Note: this petition has been widely circulated and received a lot of support in Romanian. We publish here the English version.
For the last five years ordinary people from all across Europe have been paying for a crisis they didn’t create. For the last five years we have been paying for the irresponsible quest for profits of the financial system and for the failure of governments to control that system. From our money, the banks have been bailed out and the bankers have given each other outrageous bonuses. In the meantime, wages and pensions dropped dramatically, unemployment skyrocketed and the gap between the rich and the poor deepened even more. It has been claimed that austerity is the only possible solution to the crisis, despite a long and diverse range of economists emphasising that the way out of a crisis is through economic growth not budgetary cuts. Five years later, and the IMF itself came to their conclusion: austerity has failed, not only in social terms, but also from a strictly economic point of view – it didn’t reduce the budgetary deficits, but on the contrary!
Of all European countries, Greece has been going since 2010 through the most brutal austerity: unemployment reached 27%, pensions have been cut by up to 48%, wages decreased by 37% and poverty reached levels typical of a country in time of war. It has been claimed that the Greeks deserve all of these, because they are lazy and do not pay their taxes. However, Greece’s debt crisis was not caused by laziness, for according to OECD the Greeks work the highest amount of hours per year in Europe, nor by the small businesses that have not paid their taxes. The crisis was caused by the accumulation of the loans irresponsibly given by foreign banks to successive incompetent and corrupt Greek governments. The tax evasion of big companies and of the super rich only increased the country’s public deficit.

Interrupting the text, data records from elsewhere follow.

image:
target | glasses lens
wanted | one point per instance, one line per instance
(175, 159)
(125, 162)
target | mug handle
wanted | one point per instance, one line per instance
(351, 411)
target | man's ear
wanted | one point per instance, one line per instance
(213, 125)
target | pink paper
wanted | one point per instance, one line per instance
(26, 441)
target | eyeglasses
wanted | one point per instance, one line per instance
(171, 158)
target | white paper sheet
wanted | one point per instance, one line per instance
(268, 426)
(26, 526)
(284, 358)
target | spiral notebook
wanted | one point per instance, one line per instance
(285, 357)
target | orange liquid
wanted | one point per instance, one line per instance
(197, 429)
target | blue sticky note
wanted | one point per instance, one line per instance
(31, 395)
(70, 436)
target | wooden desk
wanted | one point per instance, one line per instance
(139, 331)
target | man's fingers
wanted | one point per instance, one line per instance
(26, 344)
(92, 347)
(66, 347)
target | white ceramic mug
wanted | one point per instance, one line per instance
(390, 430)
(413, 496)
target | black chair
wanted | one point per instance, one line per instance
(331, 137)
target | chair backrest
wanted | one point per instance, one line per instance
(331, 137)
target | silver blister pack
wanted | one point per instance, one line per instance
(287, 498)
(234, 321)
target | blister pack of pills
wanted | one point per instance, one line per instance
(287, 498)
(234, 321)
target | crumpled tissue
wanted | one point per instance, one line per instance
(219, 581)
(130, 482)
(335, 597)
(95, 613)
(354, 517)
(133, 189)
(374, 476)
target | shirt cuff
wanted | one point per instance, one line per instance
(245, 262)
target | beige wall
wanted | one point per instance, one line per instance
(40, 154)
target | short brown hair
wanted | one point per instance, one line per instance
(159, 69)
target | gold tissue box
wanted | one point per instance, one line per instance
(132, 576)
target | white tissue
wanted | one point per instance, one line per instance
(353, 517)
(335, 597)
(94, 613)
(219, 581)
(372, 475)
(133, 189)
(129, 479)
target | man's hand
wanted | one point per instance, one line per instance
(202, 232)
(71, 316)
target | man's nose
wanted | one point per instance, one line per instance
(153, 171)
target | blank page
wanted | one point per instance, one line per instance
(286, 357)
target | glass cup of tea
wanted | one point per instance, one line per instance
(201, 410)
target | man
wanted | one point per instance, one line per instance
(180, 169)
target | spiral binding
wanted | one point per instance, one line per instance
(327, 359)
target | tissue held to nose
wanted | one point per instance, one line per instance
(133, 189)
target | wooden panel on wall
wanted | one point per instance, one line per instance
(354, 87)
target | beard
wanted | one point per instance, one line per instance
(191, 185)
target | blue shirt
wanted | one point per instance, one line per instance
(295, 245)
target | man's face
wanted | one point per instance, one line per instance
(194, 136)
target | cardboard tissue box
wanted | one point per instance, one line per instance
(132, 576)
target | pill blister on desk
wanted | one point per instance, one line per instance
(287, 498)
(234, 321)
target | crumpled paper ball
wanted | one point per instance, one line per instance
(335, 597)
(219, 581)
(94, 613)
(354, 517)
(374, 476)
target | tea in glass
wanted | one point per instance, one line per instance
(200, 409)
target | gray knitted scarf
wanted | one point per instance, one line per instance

However, after five years of brutal austerity, the Greek people had the courage to elect in January 2015 a government that promised to oppose the consensus of austerity. Even so, SYRIZA did not prove to be as radical as the Troika feared. Over the last six months, the government led by Alexis Tsipras made several concessions in trying to reach a compromise with the Troika. Nevertheless, the Troika remained unshaken in its obsession for austerity and refused to make any major concession, despite the social crisis of the ordinary Greeks and the will expressed by them through democratic vote. Even the last offer made last week by Tsipras was rejected by the Troika, although it entailed the full payment of the debt but by shifting some part of the burden from the ordinary people to the rich, protected so far from any austerity measures. This rejection shows us that the international creditors are not concerned that much with recovering the debt as they are with maintaining an austerity policy that proved to be devastating for the majority of the Greeks. Thus, it has been confirmed once again that austerity is nothing more than the solution of the 1% to a crisis created by them, a solution more and more obviously meant to reinforce their economic and political domination.
At this stage, Greece is closer than ever to leaving the Euro zone, although not as much due to its own will as to the inflexibility of its creditors. For any further concession on the behalf of the SYRIZA government would mean the complete betrayal of the electoral promises that brought them to power and, at the same time, the disillusionment of millions of Europeans who hope that austerity can be defeated. Compared to this latter scenario, we believe that the Grexit is the preferable option, despite the initially difficult period that would follow. In that case, a series of progressive measures would be necessary in order to shift from austerity to economic recovery: the introduction of capital control in order to prevent the massive withdrawal of cash; the nationalisation of banking system and of the key sectors of the economy; the initiation of large scale public projects in a country with 27% unemployment, a substantial lack of housing and an old infrastructure; the cancellation of debts and the granting of interest free loans for small businesses. Grexit cannot be done in the same framework of neoliberal capitalism.
Hence, only a few days before a crucial referendum for both Greece and Europe, we, the signatories of the petition, express our solidarity with the SYRIZA government and the Greek people in their resistance against austerity. We express our support for a “No” vote in the referendum on July 5th and, furthermore, for a Grexit which is not only preferable to a fundamentally failed policy but can represent the opportunity for building a more just society. Their struggle is our struggle!